Le 5 novembre 1977, nous avons tous perdu René Goscinny, créateur de BD sans pareil et parrain- avec le journal Pilote-de la bande dessinée post-enfantine francophone.
Mais Anne Goscinny, à l'age de 9 ans, a ce jour là perdu son père.
"Le bruit des clés" dit ce deuil au théâtre, avec force et subtilité, deuil raconté par l'écrivain adulte à la recherche des émotions de l'enfant, de adolescente, de la jeune femme enfin.
Un long chemin, si difficile ,sans guide ni carte, du déni initial et de l'incompréhension, en passant par la recherche de substitut, par la colère contre les médecins, jusqu'à l'acceptation. Arrivée à ce point, la mémoire est devenue assez sereine pour faire vivre le père disparu, même à travers lui ceux de la famille du scénariste que la shoah a privé de sépulture.

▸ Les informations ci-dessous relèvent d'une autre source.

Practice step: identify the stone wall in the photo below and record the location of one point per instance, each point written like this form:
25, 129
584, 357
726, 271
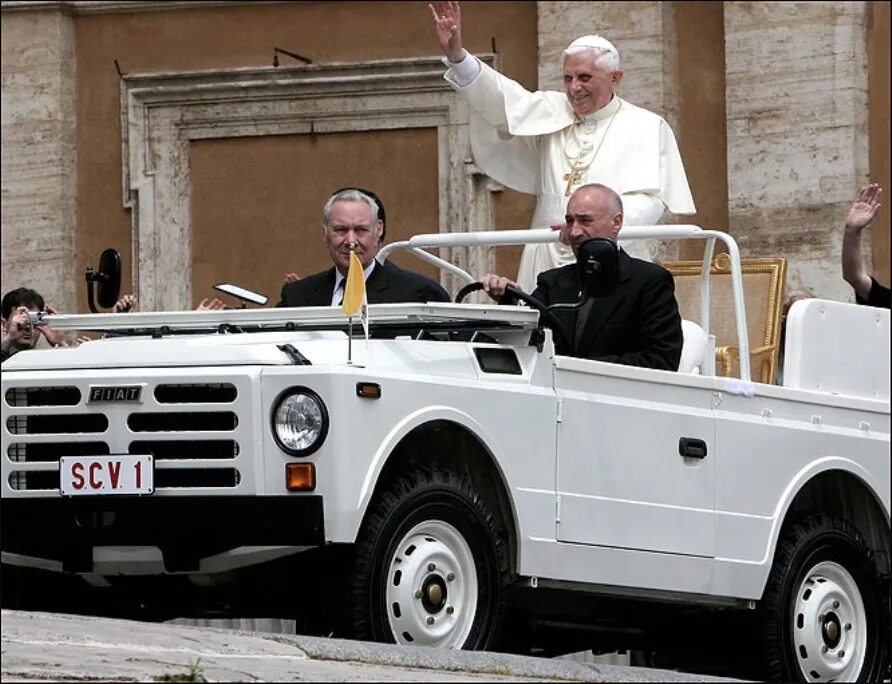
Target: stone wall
38, 163
797, 133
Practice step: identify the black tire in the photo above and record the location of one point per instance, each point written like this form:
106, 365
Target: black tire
426, 595
823, 614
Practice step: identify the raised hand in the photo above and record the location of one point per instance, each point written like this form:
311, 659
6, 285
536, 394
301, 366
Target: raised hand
865, 207
54, 337
126, 304
447, 22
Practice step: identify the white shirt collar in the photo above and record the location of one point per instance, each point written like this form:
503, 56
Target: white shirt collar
606, 111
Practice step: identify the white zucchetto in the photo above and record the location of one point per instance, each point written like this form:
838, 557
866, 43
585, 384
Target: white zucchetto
594, 42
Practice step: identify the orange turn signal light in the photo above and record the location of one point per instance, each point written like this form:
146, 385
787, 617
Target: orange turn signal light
368, 390
300, 477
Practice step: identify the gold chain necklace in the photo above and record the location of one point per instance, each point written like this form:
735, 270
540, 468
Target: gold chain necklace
578, 164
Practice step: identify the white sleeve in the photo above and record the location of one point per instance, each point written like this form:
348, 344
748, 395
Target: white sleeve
640, 209
465, 71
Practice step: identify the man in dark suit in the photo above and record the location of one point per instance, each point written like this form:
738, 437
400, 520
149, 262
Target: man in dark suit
351, 222
638, 324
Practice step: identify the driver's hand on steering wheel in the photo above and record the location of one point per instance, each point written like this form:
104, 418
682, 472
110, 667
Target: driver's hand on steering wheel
494, 285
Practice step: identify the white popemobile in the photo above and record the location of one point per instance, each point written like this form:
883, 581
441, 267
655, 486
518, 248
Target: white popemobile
457, 484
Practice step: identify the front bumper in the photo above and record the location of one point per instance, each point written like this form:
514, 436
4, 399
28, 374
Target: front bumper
185, 529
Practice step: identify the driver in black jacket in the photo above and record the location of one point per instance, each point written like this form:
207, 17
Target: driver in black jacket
637, 324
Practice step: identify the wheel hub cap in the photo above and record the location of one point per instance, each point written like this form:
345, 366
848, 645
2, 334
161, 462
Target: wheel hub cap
431, 587
829, 625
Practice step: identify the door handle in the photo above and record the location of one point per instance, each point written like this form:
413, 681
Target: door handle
691, 447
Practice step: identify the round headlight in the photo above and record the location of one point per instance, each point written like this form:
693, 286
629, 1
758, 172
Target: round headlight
300, 421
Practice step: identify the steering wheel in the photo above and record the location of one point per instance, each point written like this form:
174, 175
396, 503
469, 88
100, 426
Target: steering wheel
530, 301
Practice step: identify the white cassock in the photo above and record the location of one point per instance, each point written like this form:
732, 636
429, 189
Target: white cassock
530, 142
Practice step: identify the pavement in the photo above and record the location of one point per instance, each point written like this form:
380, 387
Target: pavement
55, 647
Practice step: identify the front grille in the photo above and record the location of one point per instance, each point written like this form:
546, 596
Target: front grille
43, 396
42, 452
206, 393
195, 449
190, 458
57, 424
182, 422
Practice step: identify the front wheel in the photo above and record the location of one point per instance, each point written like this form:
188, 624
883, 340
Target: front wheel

Le récit est forcement intime, forcement partagé pourtant. Le personnage public nous appartient un peu: ne sommes nous pas d'abord venu ce soir car il s'agit de l'histoire de René Goscinny? Puis nous sommes gagnés par l'universalité du propos, si nous avons perdu, trop tôt ou beaucoup trop tôt, un père. Un peu plus encore si nous avons gardé dans notre cœur une photo de lui prise sur la rivière enchanté du jardin acclimatation.

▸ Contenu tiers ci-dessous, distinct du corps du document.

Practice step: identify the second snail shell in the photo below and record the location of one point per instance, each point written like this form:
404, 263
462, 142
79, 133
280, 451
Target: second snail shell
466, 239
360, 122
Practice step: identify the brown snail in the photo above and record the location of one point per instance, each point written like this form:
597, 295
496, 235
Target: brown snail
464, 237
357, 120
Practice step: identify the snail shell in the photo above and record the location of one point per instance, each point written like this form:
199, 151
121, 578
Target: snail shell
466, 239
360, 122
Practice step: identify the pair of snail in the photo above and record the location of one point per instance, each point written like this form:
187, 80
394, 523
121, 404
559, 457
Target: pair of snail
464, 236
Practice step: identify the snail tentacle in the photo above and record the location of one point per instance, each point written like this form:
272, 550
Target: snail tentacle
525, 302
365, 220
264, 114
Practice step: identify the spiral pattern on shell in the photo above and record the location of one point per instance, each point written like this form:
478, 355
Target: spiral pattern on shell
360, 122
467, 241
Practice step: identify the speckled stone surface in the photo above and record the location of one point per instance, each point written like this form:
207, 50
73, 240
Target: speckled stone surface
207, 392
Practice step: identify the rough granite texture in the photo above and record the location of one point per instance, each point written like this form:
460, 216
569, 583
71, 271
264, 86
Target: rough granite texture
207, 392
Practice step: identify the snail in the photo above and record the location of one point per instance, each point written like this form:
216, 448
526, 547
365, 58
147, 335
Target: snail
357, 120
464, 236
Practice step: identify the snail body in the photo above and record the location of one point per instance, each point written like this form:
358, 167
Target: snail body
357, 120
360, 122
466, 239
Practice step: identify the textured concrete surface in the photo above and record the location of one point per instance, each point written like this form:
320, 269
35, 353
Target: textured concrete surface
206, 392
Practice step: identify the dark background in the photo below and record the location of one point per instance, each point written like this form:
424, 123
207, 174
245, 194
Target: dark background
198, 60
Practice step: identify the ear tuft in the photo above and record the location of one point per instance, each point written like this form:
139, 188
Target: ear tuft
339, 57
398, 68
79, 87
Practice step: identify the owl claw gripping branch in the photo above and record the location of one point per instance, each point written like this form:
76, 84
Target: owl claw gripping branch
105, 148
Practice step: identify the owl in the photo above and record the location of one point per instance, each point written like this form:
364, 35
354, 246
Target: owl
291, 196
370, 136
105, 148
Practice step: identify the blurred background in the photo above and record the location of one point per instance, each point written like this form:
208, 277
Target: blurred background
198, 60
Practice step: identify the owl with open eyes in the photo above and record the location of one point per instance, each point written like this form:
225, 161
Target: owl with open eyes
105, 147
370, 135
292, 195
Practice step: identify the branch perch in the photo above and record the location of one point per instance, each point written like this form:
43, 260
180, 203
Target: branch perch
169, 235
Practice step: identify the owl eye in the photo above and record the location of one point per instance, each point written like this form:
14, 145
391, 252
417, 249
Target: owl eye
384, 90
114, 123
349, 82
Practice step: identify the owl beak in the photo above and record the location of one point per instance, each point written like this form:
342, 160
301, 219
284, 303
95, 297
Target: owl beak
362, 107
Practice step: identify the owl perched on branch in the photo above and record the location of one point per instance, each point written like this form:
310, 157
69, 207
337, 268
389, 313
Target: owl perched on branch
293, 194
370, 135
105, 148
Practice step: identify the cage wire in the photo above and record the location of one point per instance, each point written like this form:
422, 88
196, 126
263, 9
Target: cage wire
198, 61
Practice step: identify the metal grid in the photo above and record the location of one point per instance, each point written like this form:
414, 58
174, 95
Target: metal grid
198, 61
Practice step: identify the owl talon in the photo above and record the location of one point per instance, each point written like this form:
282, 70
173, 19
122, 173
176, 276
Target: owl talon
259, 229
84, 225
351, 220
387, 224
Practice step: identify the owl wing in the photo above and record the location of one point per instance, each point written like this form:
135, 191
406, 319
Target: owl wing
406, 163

Le travail de scène, à l'épreuve du monologue, est solide et sensible. Il assume les dimensions publiques et privées du récit- un album d'Asterix trône en bonne place, avec une judicieuse économie d’accessoires-il s'agit de manque et de perte ici, et évidemment pas d'image du disparu Le jeu de l'actrice suit avec justesse et sans heurts les différents âges de la narratrice, fidèle donc à elle même jusqu'à retrouver sa vérité.
Le bruit des clés , texte d'Anne Goscinny (editions NIL) , mise en scène de David Ruella avec Anne Veyry (comédienne) et Wim Hoogewerf (musique) .
Vu à la Comédie Nation le 27 novembre 2021 . les vendredis et samedis jusqu'au 11 décembre.